Security of External Dependencies in CI/CD Workflows

Use of external dependencies in build processes brings common security risks related to code integrity. But have you considered all of them?

Jakub Kramarz 2024.10.09   –   6 MIN read

A decade-old debate on “curl | sudo bash”

The question of whether it is safe to use such “pipe installers” – where a script is downloaded and directly executed – has been a contentious topic for over a decade. This practice has long been popular due to its simplicity (allowing developers to install tools with a single command) and portability (at least between Linux distributions). However, its security implications make it controversial, especially in the context of Continuous Integration/Continuous Deployment (CI/CD) pipelines.

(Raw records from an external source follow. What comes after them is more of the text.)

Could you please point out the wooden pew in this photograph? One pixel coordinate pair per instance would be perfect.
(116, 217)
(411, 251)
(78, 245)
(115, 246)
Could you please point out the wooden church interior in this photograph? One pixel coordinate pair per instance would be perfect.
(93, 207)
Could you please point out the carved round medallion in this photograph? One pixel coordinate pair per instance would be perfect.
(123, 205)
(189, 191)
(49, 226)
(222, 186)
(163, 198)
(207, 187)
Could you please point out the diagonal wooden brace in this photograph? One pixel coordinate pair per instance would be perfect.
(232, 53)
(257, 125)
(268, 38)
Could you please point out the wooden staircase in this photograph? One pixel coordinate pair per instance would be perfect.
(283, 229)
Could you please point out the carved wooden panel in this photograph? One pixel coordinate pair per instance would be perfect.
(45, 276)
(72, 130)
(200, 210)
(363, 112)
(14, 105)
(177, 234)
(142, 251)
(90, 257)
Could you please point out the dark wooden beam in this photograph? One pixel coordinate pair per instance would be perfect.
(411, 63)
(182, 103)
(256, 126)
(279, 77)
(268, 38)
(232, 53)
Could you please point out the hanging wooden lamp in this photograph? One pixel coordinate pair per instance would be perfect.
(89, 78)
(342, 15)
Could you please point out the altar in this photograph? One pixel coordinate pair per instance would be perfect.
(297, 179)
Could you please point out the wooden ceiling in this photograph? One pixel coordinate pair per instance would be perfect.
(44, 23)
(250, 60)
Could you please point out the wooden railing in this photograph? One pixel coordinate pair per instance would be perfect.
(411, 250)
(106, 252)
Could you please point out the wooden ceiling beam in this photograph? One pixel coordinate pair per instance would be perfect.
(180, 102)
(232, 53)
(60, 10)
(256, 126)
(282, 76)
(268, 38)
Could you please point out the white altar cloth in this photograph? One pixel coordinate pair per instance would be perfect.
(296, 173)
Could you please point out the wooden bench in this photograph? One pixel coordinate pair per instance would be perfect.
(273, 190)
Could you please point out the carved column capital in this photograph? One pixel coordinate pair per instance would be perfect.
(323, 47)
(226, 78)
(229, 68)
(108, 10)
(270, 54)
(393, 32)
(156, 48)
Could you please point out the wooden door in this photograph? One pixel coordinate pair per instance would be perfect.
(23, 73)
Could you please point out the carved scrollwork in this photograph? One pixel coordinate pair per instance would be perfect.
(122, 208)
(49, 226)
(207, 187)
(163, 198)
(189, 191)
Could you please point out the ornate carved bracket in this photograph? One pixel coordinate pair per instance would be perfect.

Yet, despite the security risks, this technique remains common and comes in many unexpected flavors. This article explores the dangers of dependency poisoning in this and similar practices, and hints possible ways to securely manage external dependencies in automated workflows.

The red flags of external dependencies

As discussed by Mark Stemm of Sysdig in “Friends Don’t Let Friends Curl | Bash” and Jordan Eldredge in “One way ‘curl pipe sh’ install scripts can be dangerous”, this method can expose systems to malicious code and man-in-the-middle (MITM) attacks due to a complete lack of verification steps and visibility into what the script actually does.

Without verification mechanisms like checksums or digital signatures, there is no way to ensure that the script you download is exactly the same as in the previous build and does what the developer intended. Furthermore, if it is not saved anywhere, once the script is executed, it becomes difficult to track which actions were performed, making it difficult to audit or revert unintended changes. Malicious actions may go unnoticed until it’s too late. Despite these risks, curl | bash remains widely used due to its convenience. However, in CI/CD pipelines, where reproducible builds are paramount and security needs to be airtight, this practice is particularly not recommended.

Dangerous comfort of seemingly unchanging Git tags

A common alternative to curl | bash is downloading tools directly from Git repositories. While this might feel more secure, it introduces its own set of problems particularly while specifying a version of a tool or dependency. As explained in the Git documentation on re-tagging, Git tags can be redefined or “mutated” after they’ve been pushed. This means the tag you’re referencing in your CI/CD pipeline today could point to an entirely different commit tomorrow, opening door to potential attacks. This means an attacker with access to the repository can introduce malicious changes while maintaining the appearance of stability and trust. Without proper verification mechanisms, pipelines relying on a tag would be vulnerable to such changes. It doesn’t necessarily require malicious intent from the repository owner—perhaps, they were simply an easier target for attackers than your organization.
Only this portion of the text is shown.